Nowadays, people are hopping jobs like switching gears. A simple Google search on “why hop jobs” providing me more than a billion results in 0,56 seconds only confirms this. It’s huge. All the blogs, videos and infographics are full of pro-hopping arguments, and at least spend a couple of paragraphs on why it’s mostly millennials switching roles. But what really caught my eye is this: more and more people don’t see the purpose of the work they’re doing. The perfect recipe for stress (and all that comes with it) if you ask me. And with the emerging rise of workplace burnouts, this is definitely not something we need.

 

Essential life principles

So, how do we tackle this issue? Purely focusing on the fact that people don’t see the purpose in their jobs, we could state that giving it reason (again) will go a long way. Or at least move us in the right direction. When we see the purpose of the work we’re doing, it becomes more rewarding and enjoyable. What we value in our lives - what we hold as important - plays a central role in this.

Principles that we find desirable, important or even essential in our lives, are what we would call our core values. If what you do is in line with these values, your actions produce satisfaction and a sense of fulfilment. But if there is a misalignment between our actions and values, this can cause us to feel miserable. For example: when autonomy is high on your agenda, but you work in an environment where your manager is constantly lurking over you - it’s highly likely you won’t feel happy. However, when you’re given responsibility and trust in doing your job, this will result in a sense of happiness.

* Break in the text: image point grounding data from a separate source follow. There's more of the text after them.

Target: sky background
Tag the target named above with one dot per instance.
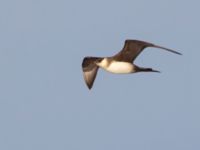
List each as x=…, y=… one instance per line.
x=44, y=102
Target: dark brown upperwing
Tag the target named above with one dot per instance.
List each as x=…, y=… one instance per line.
x=90, y=70
x=132, y=48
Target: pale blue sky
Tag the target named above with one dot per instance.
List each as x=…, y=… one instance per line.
x=44, y=102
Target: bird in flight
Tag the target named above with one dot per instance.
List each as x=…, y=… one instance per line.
x=121, y=63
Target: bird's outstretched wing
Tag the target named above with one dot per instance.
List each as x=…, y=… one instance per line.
x=90, y=70
x=132, y=48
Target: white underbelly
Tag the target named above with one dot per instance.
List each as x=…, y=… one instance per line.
x=120, y=67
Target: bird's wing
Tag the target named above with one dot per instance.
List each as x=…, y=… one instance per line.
x=89, y=70
x=132, y=48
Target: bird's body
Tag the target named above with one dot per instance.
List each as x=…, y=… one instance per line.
x=118, y=67
x=121, y=63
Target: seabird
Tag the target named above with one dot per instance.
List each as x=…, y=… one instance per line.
x=121, y=63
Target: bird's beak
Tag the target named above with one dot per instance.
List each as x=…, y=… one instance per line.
x=155, y=71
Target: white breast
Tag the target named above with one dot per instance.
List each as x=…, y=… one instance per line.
x=120, y=67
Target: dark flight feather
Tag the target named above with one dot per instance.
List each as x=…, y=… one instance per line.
x=132, y=48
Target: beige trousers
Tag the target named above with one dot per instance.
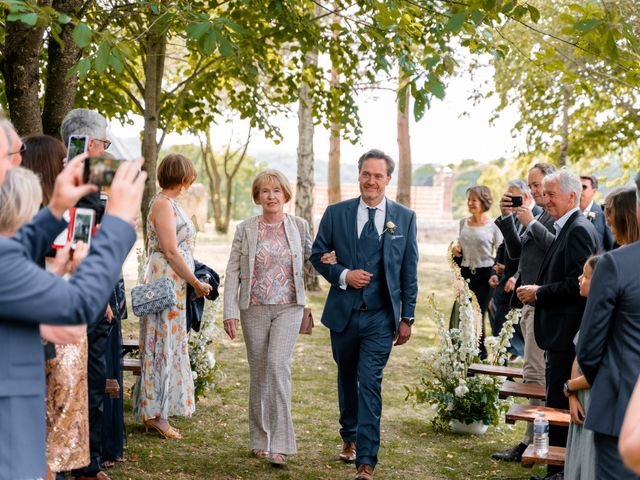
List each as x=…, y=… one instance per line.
x=533, y=370
x=270, y=333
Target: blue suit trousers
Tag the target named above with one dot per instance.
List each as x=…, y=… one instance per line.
x=361, y=352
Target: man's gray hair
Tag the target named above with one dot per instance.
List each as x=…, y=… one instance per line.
x=378, y=155
x=568, y=180
x=520, y=185
x=82, y=121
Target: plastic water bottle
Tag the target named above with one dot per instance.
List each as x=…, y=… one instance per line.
x=541, y=435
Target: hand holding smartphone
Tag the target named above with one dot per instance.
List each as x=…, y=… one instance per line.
x=82, y=226
x=100, y=170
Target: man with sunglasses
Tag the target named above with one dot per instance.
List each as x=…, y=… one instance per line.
x=594, y=213
x=89, y=123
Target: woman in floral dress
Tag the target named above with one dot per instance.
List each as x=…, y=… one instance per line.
x=165, y=387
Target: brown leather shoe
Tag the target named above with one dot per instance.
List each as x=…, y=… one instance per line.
x=348, y=453
x=365, y=472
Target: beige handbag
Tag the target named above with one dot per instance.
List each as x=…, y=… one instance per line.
x=306, y=327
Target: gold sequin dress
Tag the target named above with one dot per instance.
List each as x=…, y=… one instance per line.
x=67, y=408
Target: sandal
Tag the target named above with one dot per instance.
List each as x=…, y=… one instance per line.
x=278, y=459
x=170, y=433
x=260, y=453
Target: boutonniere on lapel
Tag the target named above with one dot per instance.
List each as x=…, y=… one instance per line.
x=389, y=227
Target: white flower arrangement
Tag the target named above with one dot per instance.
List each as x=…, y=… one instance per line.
x=446, y=387
x=204, y=369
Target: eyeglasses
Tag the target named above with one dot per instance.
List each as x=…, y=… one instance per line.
x=107, y=143
x=23, y=148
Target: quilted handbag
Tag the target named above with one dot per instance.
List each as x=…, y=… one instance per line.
x=153, y=297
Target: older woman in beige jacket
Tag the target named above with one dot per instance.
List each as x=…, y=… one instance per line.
x=264, y=291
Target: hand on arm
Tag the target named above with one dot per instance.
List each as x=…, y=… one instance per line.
x=524, y=215
x=527, y=294
x=404, y=333
x=358, y=278
x=630, y=433
x=231, y=327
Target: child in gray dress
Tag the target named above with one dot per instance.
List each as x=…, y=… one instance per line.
x=580, y=458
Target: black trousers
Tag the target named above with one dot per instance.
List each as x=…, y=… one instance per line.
x=97, y=336
x=609, y=465
x=558, y=371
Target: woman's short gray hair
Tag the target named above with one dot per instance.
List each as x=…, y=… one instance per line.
x=82, y=121
x=520, y=185
x=20, y=198
x=568, y=180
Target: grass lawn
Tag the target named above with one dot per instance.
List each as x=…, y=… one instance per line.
x=215, y=444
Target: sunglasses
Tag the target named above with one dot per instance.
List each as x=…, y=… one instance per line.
x=23, y=148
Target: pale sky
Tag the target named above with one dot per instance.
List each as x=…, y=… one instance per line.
x=442, y=136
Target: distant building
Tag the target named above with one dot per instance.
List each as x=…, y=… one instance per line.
x=433, y=205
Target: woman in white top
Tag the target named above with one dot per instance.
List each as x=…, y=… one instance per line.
x=477, y=242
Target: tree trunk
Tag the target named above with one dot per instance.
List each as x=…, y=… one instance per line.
x=156, y=43
x=333, y=181
x=21, y=72
x=215, y=181
x=305, y=181
x=564, y=145
x=404, y=146
x=60, y=91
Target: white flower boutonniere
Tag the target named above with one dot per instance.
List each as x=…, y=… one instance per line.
x=389, y=227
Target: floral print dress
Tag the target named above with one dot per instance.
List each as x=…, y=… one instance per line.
x=165, y=386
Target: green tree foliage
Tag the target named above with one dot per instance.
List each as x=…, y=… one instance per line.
x=574, y=80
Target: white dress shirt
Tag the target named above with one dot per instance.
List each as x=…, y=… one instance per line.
x=362, y=217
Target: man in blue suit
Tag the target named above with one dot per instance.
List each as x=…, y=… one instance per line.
x=372, y=299
x=609, y=351
x=30, y=295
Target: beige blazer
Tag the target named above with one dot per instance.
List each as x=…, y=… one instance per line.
x=239, y=272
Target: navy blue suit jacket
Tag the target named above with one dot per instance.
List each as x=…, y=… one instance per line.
x=609, y=345
x=559, y=305
x=338, y=231
x=29, y=296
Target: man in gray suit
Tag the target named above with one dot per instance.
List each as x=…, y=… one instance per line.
x=30, y=295
x=608, y=351
x=528, y=244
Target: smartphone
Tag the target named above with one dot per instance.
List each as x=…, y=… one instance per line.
x=82, y=226
x=516, y=201
x=63, y=237
x=100, y=170
x=77, y=144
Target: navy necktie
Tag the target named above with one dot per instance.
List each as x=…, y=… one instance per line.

Our personal core values - reflections of what we care most about in life - can be narrowed down to the following (work related) types:

  • Intrinsic values: Such values have more to do with the actual tasks involved in fulfilling a role. For example: helping other, doing something meaningful or practice great leadership.
  • Extrinsic values: These values are concerned with what you get out of your work, rather than what you put in it. Like: a salary, job security or great colleagues.
  • Lifestyle values: What and where you work creates a certain lifestyle. The type of lifestyle you desire, is what defines your lifestyle values.
Setting course

Our values act as a compass for who we are and how we act. Ignoring this compass can lead to a lot of frustration or discomfort at work. It can feel like something just isn’t right. On the longer term, working in an environment that goes against our core values can lead to serious health issues both mentally and physically. Many people burnt out at work because they have been trying to fit their square-shaped values in round shapes, not just because they have been working extremely long hours.

In contrast, if we possess a clear sense of our values and act according to them, we are able to set course. When people work in a role that fulfils their needs, they experience higher levels of job satisfaction and their productivity rises. We not only stay healthier, it also has benefits for the organisation as it leads to a positive work culture and, ultimately, better business results.

Finding your motivation
Defining your core values is to determine what motivates you. What could motivate someone else, might not motivate you at all. Are you driven by respect, a high salary and frequent travel? Or do you rather have a job that is more connected to helping other people? Once you find out what motivates you, it will become easier for you to define your ideal job and lifestyle, and how to pursue that career.

For some people, this is easier said than done. A lot of us aren’t even aware of our core values, and experience a feeling that “something is just wrong” at work, or in our lives. Many of us have been through multiple roles until they figured out what they we’re actually motivated by. But the interesting thing about our core values is that even if you’ve never consciously considered them, they have always been a part of you. We mostly become aware of our values when something questions or clashes with them. Setting some time aside to think about what is really important to you, will help you achieve far greater success, motivation and happiness.

etting your values and work in synch could be the step in your career, if not in your life. So take a moment to find out what your values are, and how these values will fit your career. It will give your work purpose (again), and make it much more enjoyable.